In a recent study published in Nature Communications, a team of researchers from the University of Louisville described an important link associated with a major environmental cause of silicosis and a form of lung cancer.
The team led by Haribabu Bodduluri, Ph.D., researcher and professor of microbiology and immunology at the James Graham Brown Cancer Center, were able to associate the exposure of inhaled silica to a rapid progression of lung cancers. The researchers also found that an inflammatory mediator called LTB4 and its receptor BLT1 play an important role in promoting silica mediated lung tumour growth.
“We believe this is a significant step in our understanding of how environmental exposure alters the way lung cancer progresses,” Bodduluri said in a news release. “It is our hope that this new information will allow for the more rapid development of treatments for this currently incurable disease.”
Exposure to air-borne particules such as crystalline silica (CS) is a major global occupational health hazard encountered in a diverse array of industrial settings such as mining, pottery, glass and concrete production. Around two million US workers and several million more worldwide are occupationally exposed to CS particles.

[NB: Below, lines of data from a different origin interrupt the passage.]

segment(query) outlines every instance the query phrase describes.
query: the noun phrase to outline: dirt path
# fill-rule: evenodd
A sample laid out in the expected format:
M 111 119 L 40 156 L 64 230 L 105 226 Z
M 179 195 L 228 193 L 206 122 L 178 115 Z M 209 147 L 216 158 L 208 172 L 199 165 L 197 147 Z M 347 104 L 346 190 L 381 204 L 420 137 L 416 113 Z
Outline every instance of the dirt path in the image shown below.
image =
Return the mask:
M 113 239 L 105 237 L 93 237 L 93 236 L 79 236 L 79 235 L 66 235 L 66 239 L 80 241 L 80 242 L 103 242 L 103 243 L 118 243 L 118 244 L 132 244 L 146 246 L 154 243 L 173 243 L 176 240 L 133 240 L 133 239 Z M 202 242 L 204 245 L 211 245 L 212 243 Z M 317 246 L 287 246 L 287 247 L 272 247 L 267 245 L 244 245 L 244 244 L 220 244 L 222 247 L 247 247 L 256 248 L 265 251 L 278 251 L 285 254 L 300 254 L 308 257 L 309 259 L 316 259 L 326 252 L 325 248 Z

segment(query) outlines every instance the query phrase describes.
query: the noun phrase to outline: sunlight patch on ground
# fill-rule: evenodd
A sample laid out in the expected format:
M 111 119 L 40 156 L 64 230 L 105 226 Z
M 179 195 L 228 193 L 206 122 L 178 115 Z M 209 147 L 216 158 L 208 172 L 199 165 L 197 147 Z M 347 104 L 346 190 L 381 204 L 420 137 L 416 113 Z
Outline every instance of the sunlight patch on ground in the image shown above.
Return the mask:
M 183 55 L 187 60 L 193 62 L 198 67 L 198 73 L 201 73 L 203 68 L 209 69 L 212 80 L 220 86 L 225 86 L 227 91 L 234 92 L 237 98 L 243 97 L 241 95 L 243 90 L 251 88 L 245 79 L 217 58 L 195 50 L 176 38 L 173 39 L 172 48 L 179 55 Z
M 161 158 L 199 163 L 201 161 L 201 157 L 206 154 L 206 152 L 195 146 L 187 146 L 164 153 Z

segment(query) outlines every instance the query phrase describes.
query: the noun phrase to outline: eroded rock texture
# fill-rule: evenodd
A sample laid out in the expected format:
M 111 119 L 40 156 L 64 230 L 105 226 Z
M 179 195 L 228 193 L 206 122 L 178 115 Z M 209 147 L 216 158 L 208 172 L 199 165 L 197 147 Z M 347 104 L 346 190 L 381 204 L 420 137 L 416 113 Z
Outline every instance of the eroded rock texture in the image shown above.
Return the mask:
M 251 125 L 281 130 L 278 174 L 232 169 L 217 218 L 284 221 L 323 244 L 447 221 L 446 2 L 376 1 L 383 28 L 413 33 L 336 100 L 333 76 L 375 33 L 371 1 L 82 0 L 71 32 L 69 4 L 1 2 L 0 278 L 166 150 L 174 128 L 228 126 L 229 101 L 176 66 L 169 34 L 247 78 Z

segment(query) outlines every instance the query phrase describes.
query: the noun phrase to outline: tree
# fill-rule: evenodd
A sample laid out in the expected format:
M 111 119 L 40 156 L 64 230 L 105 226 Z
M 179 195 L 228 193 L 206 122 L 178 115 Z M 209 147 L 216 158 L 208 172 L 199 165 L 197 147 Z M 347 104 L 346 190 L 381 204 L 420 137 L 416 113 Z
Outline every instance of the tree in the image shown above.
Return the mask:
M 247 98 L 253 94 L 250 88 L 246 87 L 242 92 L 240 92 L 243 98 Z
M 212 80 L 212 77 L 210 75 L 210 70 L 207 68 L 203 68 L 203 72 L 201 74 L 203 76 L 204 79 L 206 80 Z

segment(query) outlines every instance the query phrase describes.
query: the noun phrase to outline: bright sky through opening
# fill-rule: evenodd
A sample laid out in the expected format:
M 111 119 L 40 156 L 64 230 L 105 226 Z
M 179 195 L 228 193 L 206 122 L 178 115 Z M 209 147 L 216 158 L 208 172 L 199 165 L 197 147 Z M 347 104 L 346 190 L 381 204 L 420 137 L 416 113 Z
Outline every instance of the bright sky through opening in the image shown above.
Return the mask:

“Silicosis continues to be a growing worldwide health issue. Being from Kentucky, where overall lung cancer is a major health issue, it is exciting that we may be able to develop treatments that impact people in our backyards, in addition to around the world,” Bodduluri explained.
CS exposure leads to lung infiltration of neutrophils, macrophages and lymphocytes, causing lung inflammation with the problem further enhanced by massive lung fibrosis leading to the disease silicosis, an irreversible and incurable condition due to impaired particle clearance, causing persistent lung inflammation, which can lead to lung cancer.
Epidemiological data suggest that smokers with silicosis are at even higher risk of lung cancer. Although the association of silicosis with lung cancer has been suspected for many decades, there were no established model systems to study mechanisms that link CS-induced chronic inflammation to lung cancer promotion.
In their study, the researchers observed that in mice developing spontaneous lung tumors CS exposure accelerated lung tumor progression. These results were also replicated in an implantable lung cancer model.
These findings address the relevance of silica induced leukotriene B4 mediated inflammation in lung tumor promotion. Mice lacking leukotriene B4 receptor BLT1 were protected from silica induced tumor promotion, a discovery that may facilitate development of immunotherapeutic strategies to fight silicosis and lung cancer.
Donald Miller, M.D., Ph.D., director of the James Graham Brown Cancer Center said in the news release, “This work reflects the strong commitment of the Brown Cancer Center to better understand the important role of environmental factors in causing lung cancer. Dr. Bodduluri and his team are world leaders in this field and this work may lead to novel therapies for lung cancer.”